Si è conclusa qualche giorno fa la mostra di Marco Pace presso la galleria Giuseppe Veniero Project di Palermo (Piazza Cassa di Risparmio 21 – Palermo). L’esposizione era stata inaugurata il 28 Giugno scorso con grande successo di pubblico. In mostra tele di piccole e medie dimensioni, tutte realizzate appositamente per l’evento.
La galleria di Giuseppe Veniero diventa ogni giorno di più un polo fondamentale per l’arte contemporanea in Sicilia, mostrando particolare attenzione per la pittura; non è un caso se Marco Pace (Lanciano 1977, vive e lavora a Firenze), uno dei più interessanti pittori “puri” tra quelli oggi attivi in Italia, già appartenente alla “scuderia” della galleria Bonelli, abbia scelto lo spazio di Veniero per la sua personale palermitana.
La pittura di Marco Pace è tutta giocata sulle analogie, sullo spaesamento, sul cortocircuito narrativo. La sua arte è dunque “poetica”, nel senso più profondo del termine: l’artista di Lanciano, infatti, impiega gli strumenti della migliore poesia giungendo a un risultato classicamente e decisamente pittorico.
Le sue tele sono popolate da figure enigmatiche, molto spesso animali, immersi in paesaggi stranianti. Un cane si accomoda su un divano (il divano Marilyn di Hans Hollein) in un edificio cadente del quale la natura sembra essersi riappropriata, una gigantesca mummia siede accanto al New Museum di New York, un gorilla osserva lo spettatore, con fare indagatore e minaccioso allo stesso tempo, seduto alla sommità di una scala all’interno di ciò che sembra un garage ormai in disuso: ecco alcune delle immagini che Marco Pace regala allo spettatore, invitandolo a una profonda (e, oggi più che mai, necessaria) riflessione sul rapporto che intercorre tra Uomo e Natura.
Nei dipinti in mostra a Palermo la natura sembra riappropriarsi del pianeta, con gli animali che si sostituiscono agli uomini, invadendo edifici in rovina.
Nella poetica dell’artista il fondamentale contrasto tra Natura e Cultura trova la sua apocalittica (e forse più giusta) conclusione: la sparizione dell’uomo.
Si avverte una sorta di inquieta e inquietante fascinazione per la potenza inarrestabile di una Natura che strappa all’uomo lo scettro del potere sul mondo e sferra il colpo decisivo per la definitiva capitolazione della Civiltà
Le scene visionarie di Pace non possono non ricordare l’orizzonte visivo e narrativo in cui si muove tutto quel filone cinematografico definito apocalittico, che ha spopolato nelle sale di tutto il mondo all’indomani dell’11 Settembre. Anche la letteratura più recente ha spesso ipotizzato scenari, più o meno fantasiosi, da fine del mondo. Nel 2007 usciva negli USA il libro Il mondo senza di noi di Alan Weisman. Al centro dell’opera, proprio come nelle tele di Marco Pace, si descriveva l’impatto che avrebbe avuto la natura sul pianeta dopo la scomparsa dell’uomo.

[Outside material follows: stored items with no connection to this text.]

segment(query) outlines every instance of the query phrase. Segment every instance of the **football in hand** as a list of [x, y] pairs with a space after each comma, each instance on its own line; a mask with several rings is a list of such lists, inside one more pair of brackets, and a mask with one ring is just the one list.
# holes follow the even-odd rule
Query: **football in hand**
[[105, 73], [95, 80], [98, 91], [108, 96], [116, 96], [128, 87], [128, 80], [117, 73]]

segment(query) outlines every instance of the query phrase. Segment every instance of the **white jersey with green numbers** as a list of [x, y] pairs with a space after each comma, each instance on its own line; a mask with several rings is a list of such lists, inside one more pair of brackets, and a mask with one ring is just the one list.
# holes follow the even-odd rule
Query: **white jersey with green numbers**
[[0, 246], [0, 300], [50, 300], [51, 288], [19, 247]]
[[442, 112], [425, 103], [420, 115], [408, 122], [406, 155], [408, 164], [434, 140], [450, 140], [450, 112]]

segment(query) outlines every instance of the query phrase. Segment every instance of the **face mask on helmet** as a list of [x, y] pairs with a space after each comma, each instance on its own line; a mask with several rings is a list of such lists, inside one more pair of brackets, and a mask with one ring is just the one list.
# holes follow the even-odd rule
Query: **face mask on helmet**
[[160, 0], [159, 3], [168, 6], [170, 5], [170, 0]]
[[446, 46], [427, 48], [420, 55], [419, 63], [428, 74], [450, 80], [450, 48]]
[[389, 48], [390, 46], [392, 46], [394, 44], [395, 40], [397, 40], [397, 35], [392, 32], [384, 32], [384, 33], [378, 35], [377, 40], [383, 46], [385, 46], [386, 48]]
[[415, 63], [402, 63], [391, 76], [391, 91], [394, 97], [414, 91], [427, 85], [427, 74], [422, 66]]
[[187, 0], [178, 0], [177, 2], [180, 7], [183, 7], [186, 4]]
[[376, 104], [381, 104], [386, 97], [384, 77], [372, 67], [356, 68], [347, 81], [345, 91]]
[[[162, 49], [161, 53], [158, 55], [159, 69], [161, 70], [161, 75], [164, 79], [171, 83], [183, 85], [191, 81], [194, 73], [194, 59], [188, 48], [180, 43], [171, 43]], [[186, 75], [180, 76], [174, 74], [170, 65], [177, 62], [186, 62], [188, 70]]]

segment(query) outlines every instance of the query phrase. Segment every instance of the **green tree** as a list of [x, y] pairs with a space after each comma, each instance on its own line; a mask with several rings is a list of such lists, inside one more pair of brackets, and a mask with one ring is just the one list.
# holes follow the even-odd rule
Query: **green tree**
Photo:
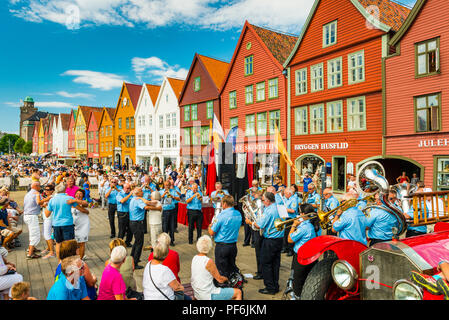
[[28, 141], [27, 143], [25, 143], [23, 145], [22, 152], [25, 154], [30, 154], [31, 152], [33, 152], [33, 142]]
[[22, 138], [17, 139], [16, 143], [14, 144], [14, 151], [17, 153], [23, 153], [23, 147], [25, 146], [26, 141]]
[[6, 134], [0, 139], [0, 151], [9, 153], [14, 151], [14, 144], [20, 137], [17, 134]]

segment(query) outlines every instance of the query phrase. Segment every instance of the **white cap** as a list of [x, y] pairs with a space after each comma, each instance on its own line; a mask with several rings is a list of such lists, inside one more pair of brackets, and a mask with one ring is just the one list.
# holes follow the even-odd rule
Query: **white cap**
[[112, 263], [120, 263], [125, 260], [127, 256], [126, 248], [124, 246], [117, 246], [112, 249], [111, 252], [111, 262]]

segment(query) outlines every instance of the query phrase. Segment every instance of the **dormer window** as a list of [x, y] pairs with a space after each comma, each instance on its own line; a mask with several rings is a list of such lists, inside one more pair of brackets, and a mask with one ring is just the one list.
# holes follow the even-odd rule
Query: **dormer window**
[[323, 26], [323, 48], [337, 43], [337, 20]]
[[[196, 77], [193, 81], [193, 91], [198, 92], [201, 89], [201, 77]], [[168, 99], [168, 96], [167, 96]]]

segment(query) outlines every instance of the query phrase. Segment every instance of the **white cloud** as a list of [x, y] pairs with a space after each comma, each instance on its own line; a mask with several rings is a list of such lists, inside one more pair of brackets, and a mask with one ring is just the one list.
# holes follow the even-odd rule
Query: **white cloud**
[[[3, 104], [16, 108], [22, 105], [20, 102], [4, 102]], [[40, 108], [72, 108], [73, 104], [61, 101], [39, 101], [35, 102], [34, 106]]]
[[121, 88], [123, 77], [113, 74], [90, 70], [68, 70], [63, 76], [74, 76], [73, 82], [88, 84], [93, 89], [108, 91], [114, 88]]
[[162, 81], [164, 77], [186, 78], [189, 70], [179, 65], [171, 66], [158, 57], [138, 58], [131, 61], [132, 68], [139, 80], [149, 78], [153, 81]]
[[10, 12], [32, 22], [88, 25], [187, 25], [213, 30], [244, 21], [299, 33], [314, 0], [10, 0]]
[[58, 91], [56, 92], [56, 94], [65, 98], [85, 98], [85, 99], [93, 98], [92, 94], [87, 93], [69, 93], [67, 91]]

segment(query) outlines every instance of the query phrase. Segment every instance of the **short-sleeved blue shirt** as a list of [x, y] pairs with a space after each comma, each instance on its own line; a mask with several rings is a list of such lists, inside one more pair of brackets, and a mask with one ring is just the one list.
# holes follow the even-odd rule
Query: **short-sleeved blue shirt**
[[398, 227], [398, 221], [392, 214], [378, 208], [372, 209], [366, 220], [370, 239], [391, 240], [393, 227]]
[[142, 221], [145, 218], [145, 203], [141, 199], [132, 198], [129, 202], [129, 221]]
[[58, 280], [48, 292], [47, 300], [82, 300], [87, 296], [86, 280], [84, 279], [84, 276], [79, 278], [79, 289], [75, 289], [61, 272]]
[[333, 228], [340, 238], [355, 240], [367, 244], [366, 241], [366, 216], [357, 207], [344, 211], [340, 219], [334, 222]]
[[295, 232], [292, 232], [290, 238], [295, 242], [293, 251], [298, 253], [298, 249], [302, 247], [307, 241], [316, 237], [315, 228], [310, 223], [310, 220], [302, 222]]
[[[108, 193], [109, 190], [111, 190], [110, 187], [106, 190], [106, 193]], [[111, 193], [109, 194], [109, 197], [107, 198], [109, 204], [117, 204], [117, 194], [118, 194], [118, 191], [115, 189], [112, 189]]]
[[236, 243], [241, 225], [242, 215], [240, 212], [234, 208], [223, 210], [211, 227], [212, 231], [215, 232], [215, 242]]
[[277, 239], [284, 236], [284, 230], [274, 229], [274, 220], [279, 219], [279, 212], [275, 203], [265, 207], [263, 214], [257, 218], [256, 224], [263, 230], [263, 237], [268, 239]]
[[52, 225], [53, 227], [64, 227], [73, 225], [72, 207], [78, 204], [67, 204], [68, 200], [74, 198], [65, 193], [57, 193], [50, 199], [47, 209], [53, 213]]
[[[223, 191], [223, 194], [219, 194], [217, 190], [212, 191], [212, 193], [210, 194], [210, 197], [223, 199], [224, 196], [229, 195], [229, 192], [227, 190], [222, 190], [222, 191]], [[215, 202], [212, 202], [212, 204], [214, 205], [214, 208], [216, 208]]]
[[304, 185], [303, 190], [304, 192], [309, 192], [309, 183], [311, 183], [313, 180], [312, 178], [304, 178], [302, 180], [302, 183]]
[[156, 188], [156, 185], [153, 182], [151, 182], [150, 188], [143, 187], [142, 191], [143, 191], [143, 197], [147, 200], [151, 200], [151, 193], [153, 191], [157, 191], [157, 188]]
[[[201, 196], [203, 195], [199, 189], [198, 189], [198, 193]], [[186, 199], [190, 199], [191, 197], [193, 197], [193, 195], [194, 195], [193, 191], [188, 190], [186, 193]], [[189, 209], [189, 210], [201, 210], [201, 208], [202, 208], [201, 200], [198, 199], [197, 197], [193, 198], [192, 201], [187, 203], [187, 209]]]
[[129, 212], [129, 203], [131, 202], [131, 199], [133, 198], [133, 196], [129, 197], [128, 200], [125, 203], [121, 203], [120, 201], [123, 198], [126, 198], [128, 196], [129, 193], [125, 193], [124, 191], [120, 191], [117, 194], [117, 211], [118, 212]]
[[288, 216], [290, 218], [295, 218], [298, 215], [298, 200], [293, 195], [287, 199], [287, 197], [284, 197], [285, 206], [287, 209], [293, 209], [295, 210], [294, 213], [289, 212]]
[[[161, 197], [162, 197], [162, 195], [165, 193], [165, 189], [160, 190], [159, 193], [161, 194]], [[168, 195], [165, 195], [161, 199], [163, 211], [175, 209], [175, 202], [174, 202], [175, 199], [173, 197], [177, 197], [178, 195], [177, 195], [175, 189], [170, 189], [169, 193], [171, 194], [172, 198], [168, 198]]]

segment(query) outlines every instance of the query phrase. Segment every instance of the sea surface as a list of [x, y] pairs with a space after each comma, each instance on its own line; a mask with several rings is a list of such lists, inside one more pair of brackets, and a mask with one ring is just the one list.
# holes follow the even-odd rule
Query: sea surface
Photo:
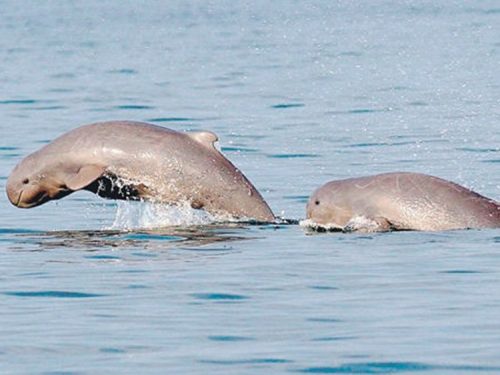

Il dominio umano è superato, l’uomo sconfitto non può far altro che riflettere sulle macerie e sulle rovine della Storia.
Da vero e proprio re (o piuttosto profeta) della rovina, Marco Pace celebra la fine dell’antropocentrismo e il trionfo di una Natura che appare indistruttibile e capace di rigenerarsi senza sosta.